Setting aside the paper’s system, I wanted to return to the idea of indigenous weather forecasting. Someone in the audience stood up and made a comment about how this system might be interesting to try in Yorkshire, a county in the UK. People laughed a bit, perhaps uneasily. And I could only think of the rhyme I learned as a child: Red skies at night, shepherd’s delight. Red Skies at morning, shepherd’s warning (which with some experience doesn’t appear to work in Georgia). I wondered what sorts of knowledge Yorkshire men and women used in the Dales and on the moors to make sense of their weather.

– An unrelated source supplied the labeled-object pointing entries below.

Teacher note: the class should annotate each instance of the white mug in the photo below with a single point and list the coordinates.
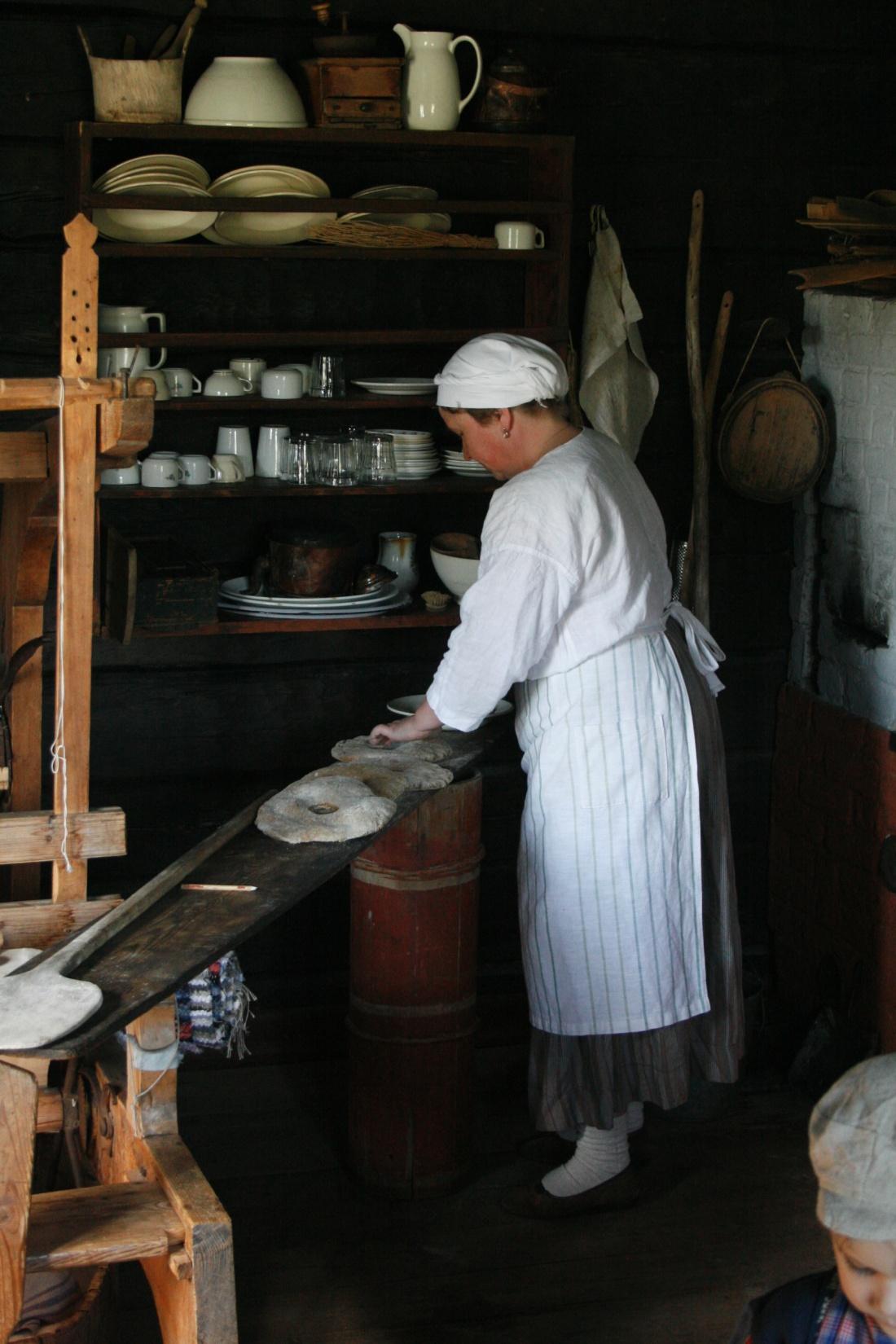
(225, 382)
(305, 370)
(235, 438)
(283, 384)
(121, 475)
(134, 358)
(160, 471)
(227, 467)
(182, 382)
(517, 233)
(196, 468)
(271, 444)
(250, 368)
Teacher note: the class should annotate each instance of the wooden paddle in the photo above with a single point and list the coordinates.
(41, 1003)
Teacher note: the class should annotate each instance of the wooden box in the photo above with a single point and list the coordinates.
(362, 92)
(156, 583)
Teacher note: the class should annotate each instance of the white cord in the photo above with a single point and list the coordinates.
(58, 764)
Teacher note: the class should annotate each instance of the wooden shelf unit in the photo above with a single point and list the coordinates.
(480, 178)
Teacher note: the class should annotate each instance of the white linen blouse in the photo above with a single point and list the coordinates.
(574, 562)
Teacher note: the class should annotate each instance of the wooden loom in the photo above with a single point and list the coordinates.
(151, 1201)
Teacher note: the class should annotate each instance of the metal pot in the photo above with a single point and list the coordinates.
(312, 562)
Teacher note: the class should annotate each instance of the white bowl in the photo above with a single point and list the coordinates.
(244, 92)
(455, 573)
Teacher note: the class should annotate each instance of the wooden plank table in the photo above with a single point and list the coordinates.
(187, 930)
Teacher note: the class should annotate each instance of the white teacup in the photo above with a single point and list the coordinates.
(519, 233)
(182, 382)
(305, 370)
(285, 384)
(227, 468)
(250, 368)
(271, 444)
(160, 471)
(121, 475)
(196, 468)
(235, 438)
(225, 382)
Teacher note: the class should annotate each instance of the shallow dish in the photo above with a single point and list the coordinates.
(406, 705)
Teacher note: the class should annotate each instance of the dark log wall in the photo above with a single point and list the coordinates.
(758, 103)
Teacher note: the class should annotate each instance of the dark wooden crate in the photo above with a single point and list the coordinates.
(156, 583)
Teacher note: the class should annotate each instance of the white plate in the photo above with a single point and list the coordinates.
(266, 179)
(397, 386)
(188, 165)
(437, 221)
(269, 229)
(401, 192)
(155, 226)
(406, 705)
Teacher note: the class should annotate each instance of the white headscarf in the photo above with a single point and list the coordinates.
(496, 371)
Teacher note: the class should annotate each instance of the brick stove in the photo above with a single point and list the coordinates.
(833, 825)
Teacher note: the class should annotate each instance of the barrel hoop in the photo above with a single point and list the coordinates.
(426, 879)
(413, 1040)
(424, 1011)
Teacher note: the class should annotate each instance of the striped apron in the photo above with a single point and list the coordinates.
(627, 899)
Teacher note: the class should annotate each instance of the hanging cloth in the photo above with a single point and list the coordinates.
(618, 388)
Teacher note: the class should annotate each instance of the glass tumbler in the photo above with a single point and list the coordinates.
(337, 460)
(328, 376)
(300, 460)
(379, 459)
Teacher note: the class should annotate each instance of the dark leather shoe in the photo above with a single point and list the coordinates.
(535, 1201)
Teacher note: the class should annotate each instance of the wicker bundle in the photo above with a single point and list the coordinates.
(362, 234)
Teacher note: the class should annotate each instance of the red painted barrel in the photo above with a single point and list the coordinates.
(413, 996)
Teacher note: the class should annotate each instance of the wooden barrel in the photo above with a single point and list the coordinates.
(413, 996)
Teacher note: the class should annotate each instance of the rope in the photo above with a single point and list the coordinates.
(58, 762)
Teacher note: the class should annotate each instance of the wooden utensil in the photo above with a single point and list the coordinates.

Last night I was watching a program about St Kilda, its an abandoned island off the coast (by about 100 miles) of Scotland. On the program the historian described at length some of the indigenous weather forecasting practices that islanders used to use. The weather is extremely changeable, so the locals would watch what shore the waves were breaking on (to one side of the bay, good weather, to the other side, a storm coming it). They would watch where the birds settled on the islands, using their landing points as knowledge about what was to come. And then they showed us the waves and the birds doing things that signaled poor weather and it came in (of course it could have been a bit of video trickery, I hope not though). The historian also explained the point of reference for doing it: big Atlantic storms, some bringing winds as strong as 100 miles per hour, dangerous to be on an island which has some of the highest cliffs to coastline in the UK.
I think it’s easy to see indigenous knowledge as something other people have, a foreign concept, perhaps especially while I write from my desk in an Institute of higher learning that is entirely devoted to the production of scientific knowledge (if I had a dollar for every time the word science was used…). But, unless its just the Kenyans and the British, and I don’t think it is, I suspect indigenous knowledge is all around us.
And now I’m really curious what sorts of indigenous weather forecasting methods Georgians use, and what their point of reference is/are when they use it.